I have some tasks (nWorkers = 3):
var taskFactory = new TaskFactory(cancellationTokenSource.Token,
TaskCreationOptions.LongRunning, TaskContinuationOptions.LongRunning,
TaskScheduler.Default);
for (int i = 0; i < nWorkers; i++)
{
var task = taskFactory.StartNew(() => this.WorkerMethod(parserItems,
cancellationTokenSource));
tasks[i] = task;
}
And the following method called by the tasks:
protected override void WorkerMethod(BlockingCollection<ParserItem> parserItems,
CancellationTokenSource cancellationTokenSource)
{
//...log-1...
using (var connection = new OracleConnection(connectionString))
{
OracleTransaction transaction = null;
try
{
cancellationTokenSource.Token.ThrowIfCancellationRequested();
connection.Open();
//...log-2...
transaction = connection.BeginTransaction();
//...log-3...
using (var cmd = connection.CreateCommand())
{
foreach (var parserItem in parserItems.GetConsumingEnumerable(
cancellationTokenSource.Token))
{
cancellationTokenSource.Token.ThrowIfCancellationRequested();
try
{
foreach (var statement in this.ProcessRecord(parserItem))
{
cmd.CommandText = statement;
try
{
cmd.ExecuteNonQuery();
}
catch (OracleException ex)
{
//...log-4...
if (!this.acceptedErrorCodes.Contains(ex.Number))
{
throw;
}
}
}
}
catch (FormatException ex)
{
log.Warn(ex.Message);
}
}
if (!cancellationTokenSource.Token.IsCancellationRequested)
{
transaction.Commit();
}
else
{
throw new Exception("DBComponent has been canceled");
}
}
}
catch (Exception ex)
{
//...log-5...
cancellationTokenSource.Cancel();
if (transaction != null)
{
try
{
transaction.Rollback();
//...log-6...
}
catch (Exception rollbackException)
{
//...log-7...
}
}
throw;
}
finally
{
if (transaction != null)
{
transaction.Dispose();
}
connection.Close();
//...log-8...
}
}
//...log-9...
}
There is a producer of ParserItem objects and these are the consumers.
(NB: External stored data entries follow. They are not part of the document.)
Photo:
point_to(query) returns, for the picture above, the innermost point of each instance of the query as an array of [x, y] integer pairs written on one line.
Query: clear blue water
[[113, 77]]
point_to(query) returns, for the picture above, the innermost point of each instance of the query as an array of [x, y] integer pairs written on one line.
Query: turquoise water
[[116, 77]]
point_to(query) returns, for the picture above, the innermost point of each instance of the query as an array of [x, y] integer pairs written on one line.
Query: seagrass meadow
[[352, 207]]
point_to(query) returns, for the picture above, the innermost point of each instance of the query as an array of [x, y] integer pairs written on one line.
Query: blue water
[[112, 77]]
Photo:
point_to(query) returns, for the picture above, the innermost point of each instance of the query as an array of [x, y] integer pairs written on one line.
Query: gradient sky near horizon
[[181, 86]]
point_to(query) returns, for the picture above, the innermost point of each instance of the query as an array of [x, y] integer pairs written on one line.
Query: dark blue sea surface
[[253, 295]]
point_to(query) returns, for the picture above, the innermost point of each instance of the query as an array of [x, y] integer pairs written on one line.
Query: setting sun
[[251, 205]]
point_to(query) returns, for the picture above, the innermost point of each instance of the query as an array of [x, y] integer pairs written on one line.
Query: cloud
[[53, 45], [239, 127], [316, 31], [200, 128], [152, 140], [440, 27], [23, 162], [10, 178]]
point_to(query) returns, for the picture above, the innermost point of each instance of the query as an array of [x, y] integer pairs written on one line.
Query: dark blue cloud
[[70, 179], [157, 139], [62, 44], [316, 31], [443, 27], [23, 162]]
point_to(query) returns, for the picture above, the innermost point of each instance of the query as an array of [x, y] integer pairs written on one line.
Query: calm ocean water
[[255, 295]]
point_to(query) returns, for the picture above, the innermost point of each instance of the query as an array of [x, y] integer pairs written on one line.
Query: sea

Normally it works fine, there are sometimes that there is an Oracle connection timeout, but in these cases I can see the exception message and everything works as designed.
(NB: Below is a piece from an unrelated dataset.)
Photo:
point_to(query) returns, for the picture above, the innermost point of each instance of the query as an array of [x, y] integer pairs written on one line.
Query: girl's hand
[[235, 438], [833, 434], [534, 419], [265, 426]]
But sometimes the process get stuck. When it gets stuck, in the log file I can see log-1 message and after that (more or less 15 seconds later) I see log-8 message, but what is driving me nuts is why i cannot see neither the exception message log-5 nor the log-9 message.
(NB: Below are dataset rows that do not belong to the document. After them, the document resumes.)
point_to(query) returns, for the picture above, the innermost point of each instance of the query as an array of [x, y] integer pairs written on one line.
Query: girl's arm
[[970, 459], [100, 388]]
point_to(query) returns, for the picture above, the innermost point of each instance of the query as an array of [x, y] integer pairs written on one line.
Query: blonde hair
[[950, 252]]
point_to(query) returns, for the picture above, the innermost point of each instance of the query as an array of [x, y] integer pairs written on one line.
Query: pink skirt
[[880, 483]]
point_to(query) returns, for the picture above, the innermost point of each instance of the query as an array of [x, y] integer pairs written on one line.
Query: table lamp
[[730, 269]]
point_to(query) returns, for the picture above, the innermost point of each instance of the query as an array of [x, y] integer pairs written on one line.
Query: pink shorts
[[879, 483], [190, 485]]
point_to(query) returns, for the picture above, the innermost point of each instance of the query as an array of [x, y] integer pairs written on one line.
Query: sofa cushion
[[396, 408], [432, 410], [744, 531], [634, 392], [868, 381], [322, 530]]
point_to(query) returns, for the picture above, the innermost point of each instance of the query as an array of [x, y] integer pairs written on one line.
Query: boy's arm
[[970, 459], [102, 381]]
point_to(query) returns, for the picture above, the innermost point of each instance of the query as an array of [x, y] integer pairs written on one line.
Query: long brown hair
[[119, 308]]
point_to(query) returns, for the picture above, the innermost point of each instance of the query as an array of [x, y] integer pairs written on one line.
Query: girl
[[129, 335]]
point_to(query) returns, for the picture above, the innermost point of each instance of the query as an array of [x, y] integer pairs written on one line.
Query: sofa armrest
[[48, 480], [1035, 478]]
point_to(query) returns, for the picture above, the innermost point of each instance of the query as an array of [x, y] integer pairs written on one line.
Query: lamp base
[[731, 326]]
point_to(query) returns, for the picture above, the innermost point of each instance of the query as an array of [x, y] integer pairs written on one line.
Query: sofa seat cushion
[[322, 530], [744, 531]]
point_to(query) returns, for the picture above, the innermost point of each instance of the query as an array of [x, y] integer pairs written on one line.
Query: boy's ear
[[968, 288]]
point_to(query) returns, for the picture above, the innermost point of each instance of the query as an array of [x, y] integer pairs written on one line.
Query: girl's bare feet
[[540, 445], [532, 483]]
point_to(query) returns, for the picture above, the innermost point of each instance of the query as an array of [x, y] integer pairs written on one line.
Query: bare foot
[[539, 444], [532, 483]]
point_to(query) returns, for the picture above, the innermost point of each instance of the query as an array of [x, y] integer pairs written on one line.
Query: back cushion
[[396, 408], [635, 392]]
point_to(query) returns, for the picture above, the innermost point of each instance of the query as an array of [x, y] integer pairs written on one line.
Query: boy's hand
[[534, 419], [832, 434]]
Since the cancellationTokenSource.Cancel() method is never called, the producer of items for the bounded collection is stuck until a timeout two hours later.
It is compiled for NET Framework 4 and I'm using Oracle.ManagedDataAccess libraries for the Oracle connection.
Any help would be greatly appreciated.
You should never dispose a transaction or connection when you use using scope. Second, you should rarely rely on exception based programming style. Your code rewritten below:
using (var connection = new OracleConnection(connectionString))
{
using (var transaction = connection.BeginTransaction())
{
connection.Open();
//...log-2...
using (var cmd = connection.CreateCommand())
{
foreach (var parserItem in parserItems.GetConsumingEnumerable(cancellationTokenSource.Token))
{
if (!cancellationTokenSource.IsCancellationRequested)
{
try
{
foreach (var statement in ProcessRecord(parserItem))
{
cmd.CommandText = statement;
try
{
cmd.ExecuteNonQuery();
}
catch (OracleException ex)
{
//...log-4...
if (!acceptedErrorCodes.Contains(ex.ErrorCode))
{
log.Warn(ex.Message);
}
}
}
}
catch (FormatException ex)
{
log.Warn(ex.Message);
}
}
}
if (!cancellationTokenSource.IsCancellationRequested)
{
transaction.Commit();
}
else
{
transaction.Rollback();
throw new Exception("DBComponent has been canceled");
}
}
}
}
//...log-9...
Let me know if this helps.
I can confirm everything you're saying. (program stuck, low CPU usage, oracle connection timeouts, etc.)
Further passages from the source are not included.